The Castiel made of light wanted to understand what purpose this activity was meant to serve. It was obviously not procreative, and Dean seemed to derive no enjoyment from it. So, cold as a scientist, he studied Dean's past. With Heaven's power, he moved back in time and watched boy Dean, out of money, his little brother sick or hungry, first agonize and snarl over the necessity and then, once it had become just another means to an end, shrug into his coat and say, "Go to sleep, Sammy, and I'll be back with some food."

Even as innocent as Castiel used to be, no one had to tell him that Dean was far too young. His johns were predators, men who fantasized about fouling something pure. They were not kind.

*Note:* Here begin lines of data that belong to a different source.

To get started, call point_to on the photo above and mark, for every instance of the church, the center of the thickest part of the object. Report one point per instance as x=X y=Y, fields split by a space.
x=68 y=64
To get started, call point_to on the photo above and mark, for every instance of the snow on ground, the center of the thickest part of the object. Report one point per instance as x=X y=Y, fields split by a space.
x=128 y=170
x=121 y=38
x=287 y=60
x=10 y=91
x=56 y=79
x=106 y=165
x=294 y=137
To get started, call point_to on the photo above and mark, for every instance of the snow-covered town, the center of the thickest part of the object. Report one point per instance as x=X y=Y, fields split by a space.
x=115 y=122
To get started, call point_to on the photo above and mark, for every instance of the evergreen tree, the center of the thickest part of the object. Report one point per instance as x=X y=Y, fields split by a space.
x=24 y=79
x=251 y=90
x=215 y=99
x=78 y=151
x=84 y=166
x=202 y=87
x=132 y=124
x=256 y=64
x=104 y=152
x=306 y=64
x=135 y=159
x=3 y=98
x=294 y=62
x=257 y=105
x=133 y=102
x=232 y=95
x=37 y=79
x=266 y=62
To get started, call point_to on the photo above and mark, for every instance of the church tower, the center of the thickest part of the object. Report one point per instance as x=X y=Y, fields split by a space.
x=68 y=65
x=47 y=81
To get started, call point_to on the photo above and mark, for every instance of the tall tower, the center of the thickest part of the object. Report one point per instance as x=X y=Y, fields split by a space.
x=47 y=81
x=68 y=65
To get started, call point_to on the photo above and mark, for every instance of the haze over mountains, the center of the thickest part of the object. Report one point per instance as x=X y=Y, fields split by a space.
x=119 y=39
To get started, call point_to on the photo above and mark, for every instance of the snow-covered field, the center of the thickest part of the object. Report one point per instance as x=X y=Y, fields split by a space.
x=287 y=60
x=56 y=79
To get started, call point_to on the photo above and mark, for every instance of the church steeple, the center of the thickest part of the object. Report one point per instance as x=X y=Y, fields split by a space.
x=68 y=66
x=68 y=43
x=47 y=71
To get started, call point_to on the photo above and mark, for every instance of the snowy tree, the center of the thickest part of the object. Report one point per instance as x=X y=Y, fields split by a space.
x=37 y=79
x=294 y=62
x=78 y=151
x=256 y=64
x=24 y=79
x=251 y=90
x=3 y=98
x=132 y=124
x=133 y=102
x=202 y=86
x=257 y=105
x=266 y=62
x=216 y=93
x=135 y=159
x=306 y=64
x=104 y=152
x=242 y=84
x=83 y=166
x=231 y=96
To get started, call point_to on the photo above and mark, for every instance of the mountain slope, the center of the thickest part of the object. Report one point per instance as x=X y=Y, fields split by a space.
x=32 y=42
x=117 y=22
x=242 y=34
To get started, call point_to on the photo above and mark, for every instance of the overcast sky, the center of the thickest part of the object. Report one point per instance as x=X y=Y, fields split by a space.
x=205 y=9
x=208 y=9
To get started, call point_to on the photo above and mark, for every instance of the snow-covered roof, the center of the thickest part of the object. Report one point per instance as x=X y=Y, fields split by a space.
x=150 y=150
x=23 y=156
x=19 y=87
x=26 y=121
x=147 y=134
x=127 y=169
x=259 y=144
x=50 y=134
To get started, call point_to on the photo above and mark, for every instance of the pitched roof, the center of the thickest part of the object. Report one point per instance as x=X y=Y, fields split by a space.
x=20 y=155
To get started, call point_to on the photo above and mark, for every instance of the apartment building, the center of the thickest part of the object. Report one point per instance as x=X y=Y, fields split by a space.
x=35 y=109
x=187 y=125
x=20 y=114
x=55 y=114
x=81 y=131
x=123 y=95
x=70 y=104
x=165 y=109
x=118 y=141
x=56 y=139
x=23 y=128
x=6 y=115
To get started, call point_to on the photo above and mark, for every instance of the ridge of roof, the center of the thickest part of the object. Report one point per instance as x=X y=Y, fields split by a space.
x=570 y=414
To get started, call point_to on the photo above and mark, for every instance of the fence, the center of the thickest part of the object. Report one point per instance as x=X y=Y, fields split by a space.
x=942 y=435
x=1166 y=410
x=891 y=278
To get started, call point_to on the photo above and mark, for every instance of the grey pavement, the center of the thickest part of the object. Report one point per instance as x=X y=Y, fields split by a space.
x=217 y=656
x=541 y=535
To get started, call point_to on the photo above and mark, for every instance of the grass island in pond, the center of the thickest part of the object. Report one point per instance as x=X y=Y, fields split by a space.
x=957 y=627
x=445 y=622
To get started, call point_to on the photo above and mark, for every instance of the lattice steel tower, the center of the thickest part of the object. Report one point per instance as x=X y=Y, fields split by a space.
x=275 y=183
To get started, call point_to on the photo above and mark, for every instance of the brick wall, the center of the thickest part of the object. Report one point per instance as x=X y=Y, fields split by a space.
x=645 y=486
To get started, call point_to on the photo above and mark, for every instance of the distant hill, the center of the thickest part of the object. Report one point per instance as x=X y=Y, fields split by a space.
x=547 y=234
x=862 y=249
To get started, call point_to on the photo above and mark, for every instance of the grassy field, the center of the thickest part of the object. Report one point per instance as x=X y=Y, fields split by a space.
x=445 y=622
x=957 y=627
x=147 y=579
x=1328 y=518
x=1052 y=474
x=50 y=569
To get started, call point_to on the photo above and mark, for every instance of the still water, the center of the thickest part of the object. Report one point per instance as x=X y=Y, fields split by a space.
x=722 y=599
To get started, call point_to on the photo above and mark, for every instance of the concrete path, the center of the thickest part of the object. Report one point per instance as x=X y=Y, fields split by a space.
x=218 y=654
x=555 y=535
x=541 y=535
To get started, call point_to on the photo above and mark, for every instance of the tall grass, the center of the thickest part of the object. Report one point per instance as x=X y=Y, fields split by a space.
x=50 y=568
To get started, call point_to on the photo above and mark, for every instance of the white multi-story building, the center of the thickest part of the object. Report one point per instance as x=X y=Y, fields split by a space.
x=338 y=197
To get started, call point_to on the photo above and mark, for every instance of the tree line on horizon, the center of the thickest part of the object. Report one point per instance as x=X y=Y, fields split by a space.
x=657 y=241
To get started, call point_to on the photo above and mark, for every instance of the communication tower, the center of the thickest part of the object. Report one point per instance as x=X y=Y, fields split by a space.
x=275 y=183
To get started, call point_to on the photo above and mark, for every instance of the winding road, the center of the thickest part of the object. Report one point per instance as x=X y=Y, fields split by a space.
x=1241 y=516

But boy Dean had done what he had to do, and Sammy thrived. As for why he sought the same out now...

The bowl brimmed with blood. With sure gestures, Castiel painted the Horn of Gabriel on the motel wall.

Dean couldn't have known, when he took that Mark, that he would one day become the demon he'd always feared he'd be. On that day, freed from pain at last, with no need of Castiel, no responsibility for Sam, he would cavort in a Paradise of death instead of flowers. Without his free will. Unless Cas stopped it.

The Horn began its pure, summoning tone.

II.

"Keep an eye on him," he'd heard Cas order Sam.

Dean stared inflexibly at the road unspooling in the Impala's headlights. God damn that interfering sonuvabitch anyway. Sam, riding shotgun, kept feeling at him, like that big brain of his had sprouted tentacles tapping at Dean's temples, begging him to open up. Fat chance.

A couple years ago, after Cas donned the loonyform and buzzed off to bliss on bees, Sammy had sat there in the hideout cabin, doing that same telepathic tapping thing. Sorry, Cas had said before he left, all simple and radiant like a toddler. Yeah, he'd gone batshit crazy, and he was SORRY!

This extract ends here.